Lawyer fees mount in crypto bankruptcies
The investment bank B Riley is so determined to persuade the troubled bitcoin miner Core Scientific to avoid filing for bankruptcy that it has offered as much as $72mn in fresh financing to keep the company from seeking a court-supervised Chapter 11 restructuring.
“Bankruptcy is not the answer and would be a disservice to the Company’s investors,” B Riley wrote in a letter from early December. “It will destroy value for the Company’s shareholders, reduce potential recoveries for the Company’s lenders, deplete its limited resources and create massive uncertainty for all its stakeholders.”
Core Scientific filed for bankruptcy anyway last week. Still, B Riley’s aversion should be understandable. A series of players have succumbed to the ongoing crypto winter including FTX, BlockFi, Voyager Digital and Celsius with customer accounts largely frozen. The novel legal issues about digital asset ownership, the continuing problems in the sector and the deliberative nature of US bankruptcy proceedings have kept any of the major companies from exiting court protection yet. The costs are piling up and account holders are noticing.
Lawyers, bankers and other advisers in the Celsius case that began in July recently submitted detailed fee requests to the New York federal bankruptcy court totalling $53mn. Per US law, these official advisers will have these so-called “administrative expenses”, subject to court approval, paid by the “estate” or the company which will naturally eat into the recoveries of account holders.
Law firms involved including Kirkland & Ellis and White & Case which are usual powerhouses in corporate and private equity bankruptcies are involved in Celsius and have top lawyers billing more than $1,800 per hour. (This may remain a bargain as top lawyers in the FTX bankruptcy at Sullivan & Cromwell are charging in excess of $2,000 per hour).
Frustrated Celsius account holders are taking to Twitter to complain about the costs and slow progress. “It is a lot of money,” conceded one top lawyer in the case.
Celsius has said that it has slashed annual labour and operating costs by more than 60 per cent during the case, or around $100mn, but its liquidity remains challenged as the majority of its “traditional income sources have been eliminated”, according to court papers.
A company consultant testified in the bankruptcy court hearing that selling $18mn worth of stablecoins would allow Celsius to survive another month past its March estimate of exhausted liquidity.
Legal and operational issues presented in crypto bankruptcies have forced Celsius and its creditors to hire a variety of experts. In addition to Kirkland & Ellis, it has hired specialist legal counsel from Latham and Watkins and Akin Gump. An official committee of unsecured creditors has also hired a consultant, Elementus, as “blockchain forensics adviser”.
The bankruptcy court also has allowed an independent “examiner” to investigate the events leading up to the bankruptcy.
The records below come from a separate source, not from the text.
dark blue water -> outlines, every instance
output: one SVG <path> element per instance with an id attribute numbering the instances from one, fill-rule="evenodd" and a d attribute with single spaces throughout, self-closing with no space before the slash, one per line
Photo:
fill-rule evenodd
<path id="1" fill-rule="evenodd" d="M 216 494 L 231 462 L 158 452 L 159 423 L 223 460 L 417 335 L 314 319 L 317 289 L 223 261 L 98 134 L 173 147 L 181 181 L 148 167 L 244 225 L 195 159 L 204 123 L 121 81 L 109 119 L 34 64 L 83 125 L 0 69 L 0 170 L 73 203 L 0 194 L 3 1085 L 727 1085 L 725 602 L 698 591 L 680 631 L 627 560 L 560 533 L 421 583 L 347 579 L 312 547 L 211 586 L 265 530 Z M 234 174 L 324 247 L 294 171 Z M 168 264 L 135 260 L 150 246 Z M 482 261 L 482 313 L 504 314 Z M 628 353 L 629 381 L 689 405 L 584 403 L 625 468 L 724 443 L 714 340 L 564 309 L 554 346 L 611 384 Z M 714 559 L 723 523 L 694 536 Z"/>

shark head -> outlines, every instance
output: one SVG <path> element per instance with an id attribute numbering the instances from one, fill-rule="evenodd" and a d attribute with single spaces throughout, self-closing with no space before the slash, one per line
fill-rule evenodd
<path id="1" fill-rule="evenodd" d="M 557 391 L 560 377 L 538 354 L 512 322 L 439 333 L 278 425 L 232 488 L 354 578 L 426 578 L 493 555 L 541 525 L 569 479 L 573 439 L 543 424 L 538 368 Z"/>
The examiner herself hired a law firm and financial expert for which Celsius is picking up the tab.
Among the thorny legal issues for Celsius to be decided in court is resolving whether account holders who lent their crypto on the platform to earn high interest rates are simply in the pool of unsecured creditors or otherwise have specific claims on specific crypto assets. A ruling on the matter will guide whether the company can sell the $18mn worth of stablecoins.
Crypto lenders and exchanges almost have no possibility of avoiding bankruptcy when facing a bank run among customer deposits. The court is uniquely positioned to bring order to the process of finding assets and determining a restructuring plan.
But there is little way for the process to move quickly, with all sides — company management, account holders, investors — getting a voice in court. The continued chaos in the sector has not helped maintain cryptocurrency prices while accounts are frozen, further frustrating customers.
Nancy Rapaport, a law professor at the University of Nevada, says players in bankruptcy are often inexperienced and reliant on the judgment of their expensive advisers.
Worries about fees have not gone totally unchallenged in the Celsius case. A former bankruptcy judge, Christopher Sontchi has been appointed by the court as a so-called “fee examiner” to scrutinise the expenditures for professional services firms. Sontchi will bill his time at $1,500 per hour.